In der hier vorliegenden Aufnahme wagt sich ein junger, aufstrebender Pianist an dieses Spätwerk, welches neben fingertechnischen wie auch gestalterischen Höchstleistungen profunde Kenntnis der Genese der Beethoven’schen Variationsformen voraussetzt. Wäre dies nicht schon bemerkenswert genug, dass Spartak Margaryan sechsundzwanzigjährig das Studio betritt mit solch einem schwierigen, in zahlreichen Referenzaufnahmen bereits erschienenen „Brocken“ der Klavierliteratur, so besticht seine enorme Gesetztheit und profunde Kenntnis, ja Durchdringung des Werkes. Das Spiel ist weit entfernt von jugendlichem Stürmen und Drängen, von Selbstpräsentation – ganz im Gegenteil: Margaryan reduziert äußeren Glanz auf ein Minimum und taucht ein in die Tiefen von Beethovens Klangkosmos.
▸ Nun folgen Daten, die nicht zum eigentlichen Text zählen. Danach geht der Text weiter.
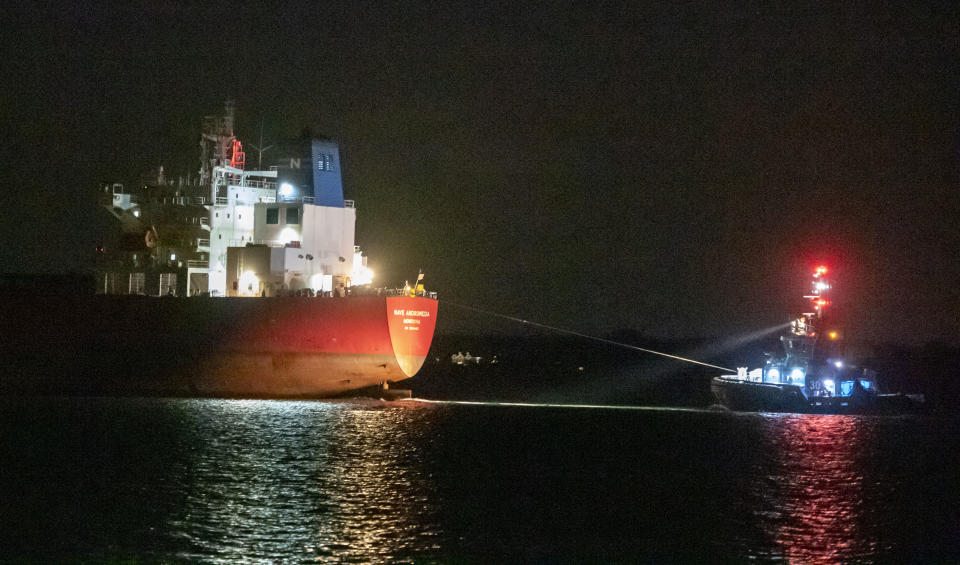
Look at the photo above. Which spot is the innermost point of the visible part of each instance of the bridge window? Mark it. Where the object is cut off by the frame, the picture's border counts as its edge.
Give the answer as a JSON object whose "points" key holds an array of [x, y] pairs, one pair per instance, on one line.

Spartak Margaryan sieht Beethoven nicht als polternden Vorreiter einer Ausdruckskunst, die wir landläufig als „Romantik“ bezeichnen, sondern bezieht Beethovens Satz auf die klangliche Verfeinerung und Differenziertheit der Wiener Klassik. Ungestümen Forti und Sforzati schwört er ab, nimmt auch Pedal mit Bedacht, lässt so eine luzide, gebändigte Klangkultur aufkeimen. Dabei schafft Margaryan doch Kontraste durch den deutlichen Unterschied zwischen Forte und Piano sowie zwischen den Variationen durch gewählte Tempi. Gerade die langsamen Veränderungen nimmt Margaryan gewagt langsam, fordert den innermusikalischen Zusammenhalt in einer Extremsituation heraus – geht aber in den meisten Fällen siegreich hervor. Lediglich die Variationen, die sich ununterbrochen um das immer gleiche Motivfragment drehen, so insbesondere die Variationen I und IX, könnten noch an Stringenz des Aufbaus hinzugewinnen, um die Form zu straffen. Umso gelungener dafür die kontrapunktische Ausgestaltung aller Stimmen, durch die selbstredend gerade die mehrstimmig angelegten Variationen aufblühen (also in erster Linie IV, V, XI, XIV, XIX, XXIV, XXX und XXXII), doch auch die restlichen Veränderungen ziehen große Vorteile aus der aktiven Gestaltung der Gegenstimmen, namentlich III, XII, XV und XVIII. Dagegen weiß Spartak Margaryan auch, Stimmen im Untergrund zu belassen, die ansonsten durch ihre Klangfülle die Melodie stören könnten (XVI und XXI).

Im Gesamteindruck legt Spartak Margaryan eine beeindruckende und in jeder Hinsicht bemerkenswerte Darlegung der 33 Veränderungen eines Walzers von Diabelli op. 120 vor, die durch präzise Kenntnis, musikalisches Feingefühl und gewählte Klangvorstellung überzeugt. Wir können gespannt bleiben, wie sich dieser junge Musiker weiterhin entwickeln wird!